Exploring Typography

Recent discoveries, observations, and thoughts
by Jonathan Hoefler, Hoefler&Co.

Hoefler&Co

Q: If you’re using a style named ‘extra light,’ which weight do you select for emphasis?

The answer’s contained in a simple rule that governs all H&Co typefaces. But it’s a rule we’ve somehow never thought to share, leaving even the most astute designers to grope through a fog of Mediums and Semibolds in search of a solution. Starting this month, we’re changing all that: on today’s typography.com, you’ll find 46,987 words devoted to How to Use every typeface in our library.

How We Use Type.
 

These are the things we’ve learned in our years of both designing typefaces and working with them. The new How to Use pages illustrate all the undocumented features in our library of more than 1,500 fonts, and explain the built-in behaviors that make the fonts perform the way they do. But most of all, they begin the project of recording our institutional memory, illustrating the subtle ways in which the typefaces express their designers’ intentions, and chronicling the many inside tips that our visual designers and developers have devised along the way.
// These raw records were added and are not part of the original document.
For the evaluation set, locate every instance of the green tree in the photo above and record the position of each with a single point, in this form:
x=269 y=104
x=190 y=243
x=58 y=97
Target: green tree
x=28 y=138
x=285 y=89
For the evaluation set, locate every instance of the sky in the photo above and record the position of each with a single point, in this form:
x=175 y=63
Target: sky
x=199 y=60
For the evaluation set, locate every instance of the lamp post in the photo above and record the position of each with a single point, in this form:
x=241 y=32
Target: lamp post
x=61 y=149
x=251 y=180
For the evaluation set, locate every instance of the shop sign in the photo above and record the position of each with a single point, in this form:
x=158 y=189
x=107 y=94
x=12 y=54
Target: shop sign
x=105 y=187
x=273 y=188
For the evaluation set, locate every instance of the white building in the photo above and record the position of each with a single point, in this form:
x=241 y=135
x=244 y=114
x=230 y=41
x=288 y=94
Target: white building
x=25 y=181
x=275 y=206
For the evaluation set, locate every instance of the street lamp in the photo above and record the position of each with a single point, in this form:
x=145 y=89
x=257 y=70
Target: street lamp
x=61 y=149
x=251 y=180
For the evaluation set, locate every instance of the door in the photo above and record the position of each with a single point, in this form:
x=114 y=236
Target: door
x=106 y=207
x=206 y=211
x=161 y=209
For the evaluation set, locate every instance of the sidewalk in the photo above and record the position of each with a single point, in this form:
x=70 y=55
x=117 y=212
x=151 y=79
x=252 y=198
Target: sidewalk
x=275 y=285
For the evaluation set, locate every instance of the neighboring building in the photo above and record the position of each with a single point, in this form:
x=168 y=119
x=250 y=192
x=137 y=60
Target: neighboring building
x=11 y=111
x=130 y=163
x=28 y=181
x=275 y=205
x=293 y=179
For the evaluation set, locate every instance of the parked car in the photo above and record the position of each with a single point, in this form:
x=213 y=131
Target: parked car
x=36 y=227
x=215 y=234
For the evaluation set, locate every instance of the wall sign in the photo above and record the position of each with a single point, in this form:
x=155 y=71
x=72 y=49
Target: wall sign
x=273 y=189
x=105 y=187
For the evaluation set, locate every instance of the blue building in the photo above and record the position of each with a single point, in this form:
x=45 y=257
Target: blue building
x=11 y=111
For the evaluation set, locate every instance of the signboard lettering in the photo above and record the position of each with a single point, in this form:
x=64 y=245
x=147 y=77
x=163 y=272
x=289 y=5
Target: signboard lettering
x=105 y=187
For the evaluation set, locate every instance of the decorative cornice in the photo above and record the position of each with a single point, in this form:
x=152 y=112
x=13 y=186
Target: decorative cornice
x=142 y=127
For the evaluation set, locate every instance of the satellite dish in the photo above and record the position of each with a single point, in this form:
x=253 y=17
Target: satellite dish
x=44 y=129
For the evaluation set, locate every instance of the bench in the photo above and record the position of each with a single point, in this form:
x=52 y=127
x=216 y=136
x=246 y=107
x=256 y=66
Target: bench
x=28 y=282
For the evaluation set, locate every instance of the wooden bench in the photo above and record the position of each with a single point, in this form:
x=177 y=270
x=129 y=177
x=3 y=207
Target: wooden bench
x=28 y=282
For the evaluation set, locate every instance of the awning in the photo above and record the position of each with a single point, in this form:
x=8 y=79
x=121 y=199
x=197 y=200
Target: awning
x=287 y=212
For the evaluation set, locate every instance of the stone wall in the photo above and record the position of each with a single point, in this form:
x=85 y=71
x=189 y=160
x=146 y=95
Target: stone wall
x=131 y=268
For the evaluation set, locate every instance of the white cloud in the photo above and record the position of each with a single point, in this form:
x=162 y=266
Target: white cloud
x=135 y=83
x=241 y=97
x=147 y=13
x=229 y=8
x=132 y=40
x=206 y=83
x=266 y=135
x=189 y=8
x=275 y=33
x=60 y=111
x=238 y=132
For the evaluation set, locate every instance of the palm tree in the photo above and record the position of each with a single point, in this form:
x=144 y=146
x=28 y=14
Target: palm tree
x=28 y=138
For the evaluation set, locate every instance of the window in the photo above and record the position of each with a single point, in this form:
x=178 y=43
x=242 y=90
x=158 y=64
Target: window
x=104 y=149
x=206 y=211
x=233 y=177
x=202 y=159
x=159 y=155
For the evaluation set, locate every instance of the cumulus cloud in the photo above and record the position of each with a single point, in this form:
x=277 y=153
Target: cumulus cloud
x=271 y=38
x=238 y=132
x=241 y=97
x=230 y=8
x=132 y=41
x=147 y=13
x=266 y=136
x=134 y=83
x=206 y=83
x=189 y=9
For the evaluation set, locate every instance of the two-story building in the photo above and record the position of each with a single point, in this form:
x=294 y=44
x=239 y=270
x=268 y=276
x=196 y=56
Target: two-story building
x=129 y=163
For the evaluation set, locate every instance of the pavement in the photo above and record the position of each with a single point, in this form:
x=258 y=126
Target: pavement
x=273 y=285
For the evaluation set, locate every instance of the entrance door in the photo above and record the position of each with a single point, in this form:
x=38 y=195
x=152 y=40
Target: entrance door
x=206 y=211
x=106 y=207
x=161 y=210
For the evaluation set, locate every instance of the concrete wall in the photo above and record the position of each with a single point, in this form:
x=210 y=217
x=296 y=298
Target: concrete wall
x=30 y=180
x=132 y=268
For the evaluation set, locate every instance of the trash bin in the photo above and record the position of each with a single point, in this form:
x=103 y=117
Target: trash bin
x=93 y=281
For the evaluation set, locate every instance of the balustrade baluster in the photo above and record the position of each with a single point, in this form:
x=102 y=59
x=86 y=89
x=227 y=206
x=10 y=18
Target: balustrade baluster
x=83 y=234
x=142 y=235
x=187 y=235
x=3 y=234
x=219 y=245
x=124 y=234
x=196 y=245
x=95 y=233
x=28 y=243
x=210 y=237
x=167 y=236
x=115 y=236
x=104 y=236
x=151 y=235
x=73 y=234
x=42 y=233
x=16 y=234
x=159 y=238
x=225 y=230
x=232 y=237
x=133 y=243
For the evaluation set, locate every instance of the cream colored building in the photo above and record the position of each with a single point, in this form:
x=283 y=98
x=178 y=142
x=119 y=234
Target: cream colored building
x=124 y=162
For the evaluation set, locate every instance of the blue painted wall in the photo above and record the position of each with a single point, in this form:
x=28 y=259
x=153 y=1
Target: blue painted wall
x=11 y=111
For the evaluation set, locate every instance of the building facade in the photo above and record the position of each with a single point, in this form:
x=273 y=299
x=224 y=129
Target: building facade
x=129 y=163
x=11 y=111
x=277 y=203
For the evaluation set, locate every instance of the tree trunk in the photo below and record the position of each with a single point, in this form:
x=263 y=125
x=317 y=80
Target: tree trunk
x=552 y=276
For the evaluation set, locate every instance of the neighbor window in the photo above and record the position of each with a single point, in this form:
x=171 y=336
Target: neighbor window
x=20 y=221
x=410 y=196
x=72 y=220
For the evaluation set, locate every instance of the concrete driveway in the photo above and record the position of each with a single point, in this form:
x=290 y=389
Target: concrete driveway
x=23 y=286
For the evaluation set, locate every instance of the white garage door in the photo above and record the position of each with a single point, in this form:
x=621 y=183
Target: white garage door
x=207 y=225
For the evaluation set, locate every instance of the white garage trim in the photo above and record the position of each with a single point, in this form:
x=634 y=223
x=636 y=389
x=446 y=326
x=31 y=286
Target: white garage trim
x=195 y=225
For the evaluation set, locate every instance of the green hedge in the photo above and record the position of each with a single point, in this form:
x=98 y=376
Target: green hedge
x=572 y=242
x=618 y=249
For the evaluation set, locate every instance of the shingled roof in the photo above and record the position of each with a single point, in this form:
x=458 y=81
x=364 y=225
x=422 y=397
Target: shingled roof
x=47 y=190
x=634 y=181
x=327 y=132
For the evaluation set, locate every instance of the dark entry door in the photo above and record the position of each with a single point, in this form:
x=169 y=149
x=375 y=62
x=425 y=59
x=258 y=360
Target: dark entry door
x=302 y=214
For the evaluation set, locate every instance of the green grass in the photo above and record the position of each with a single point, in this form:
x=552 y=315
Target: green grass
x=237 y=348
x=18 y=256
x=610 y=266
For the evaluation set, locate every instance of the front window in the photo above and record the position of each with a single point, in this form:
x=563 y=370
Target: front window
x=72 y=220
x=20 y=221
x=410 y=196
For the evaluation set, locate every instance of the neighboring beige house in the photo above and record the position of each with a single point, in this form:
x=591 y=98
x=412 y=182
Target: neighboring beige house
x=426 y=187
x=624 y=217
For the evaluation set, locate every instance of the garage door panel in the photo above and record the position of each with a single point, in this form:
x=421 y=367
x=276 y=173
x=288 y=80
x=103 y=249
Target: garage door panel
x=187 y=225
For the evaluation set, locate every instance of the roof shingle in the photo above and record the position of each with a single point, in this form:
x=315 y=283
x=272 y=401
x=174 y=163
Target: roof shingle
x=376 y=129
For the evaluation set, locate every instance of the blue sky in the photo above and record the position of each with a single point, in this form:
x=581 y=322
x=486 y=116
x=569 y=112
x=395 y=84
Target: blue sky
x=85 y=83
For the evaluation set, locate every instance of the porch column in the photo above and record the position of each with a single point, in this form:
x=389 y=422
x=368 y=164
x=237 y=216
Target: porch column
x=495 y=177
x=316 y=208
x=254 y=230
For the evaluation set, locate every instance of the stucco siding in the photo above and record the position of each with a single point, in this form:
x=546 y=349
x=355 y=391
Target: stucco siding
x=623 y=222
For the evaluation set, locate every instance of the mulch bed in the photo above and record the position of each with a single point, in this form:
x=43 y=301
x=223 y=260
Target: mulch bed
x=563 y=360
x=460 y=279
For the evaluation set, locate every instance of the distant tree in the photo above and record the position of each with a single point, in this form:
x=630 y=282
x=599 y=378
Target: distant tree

How to Use will be an ongoing project, a place to continue to collect the things we learn, the things we remember, and all the things we discover about using type. Here’s a taste of what’s in store…

 
Meeting the Family

We always say that a type family should have “as few styles as possible, but as many as necessary,” yet somehow their numbers always manage to grow. To wrangle the matrix of weights, widths, postures, and optical sizes included in our fonts, we’ve created for every family a feature called Pairing Styles that explores how different familial relationships are specifically designed to provide emphasis, distinction, or decoration. The feature for exploring weights illustrates something we’ve never thought to mention: that in H&Co font families, the intervals between weights are chosen to work in parallel, so that any pair of styles separated by the same number of steps will have the same degree of contrast. The interactive version explains it best:

 
How to Use Ideal Sans: Emphasizing Text
 

For our many families whose members have more unorthodox relationships, such as Inkwell and Landmark, we’ve created miniature laboratories to explore some of the style pairings that we’ve found most effective in Creating Contrasting Textures. These neither prescribe what you must do, nor illustrate everything you can do, but they’re a quick way to cut down a long list of permutations to the ones with which we’ve had the most success:

 
How to Use Inkwell: Creating Contrasting Textures
 

Techniques

We created How to Use not simply to document what’s inside a typeface, but to illustrate some of the less obvious things that are made possible by different designs. A typeface like Inkwell, for example, invites compositions in which large and small letters appear to have been made with the same pen, an effect that’s easily achieved once you figure out a comfortable relationship between point size and stroke weight. In a feature called Normalizing Stroke Weights, you’ll find our formulas for creating this effect, freed from the Post-It Notes where they used to live:

 
How to Use Inkwell: Normalizing Stroke Weights
 

You’ll find tips for effecting similar techniques throughout our library, whether you’re using the delicate hairlines of Archer or the even-tempered strokes of Gotham. A related feature explores the Optical Sizes in fonts that are sensitive to the effects of scale, such as the hairline serifs of Chronicle and Requiem.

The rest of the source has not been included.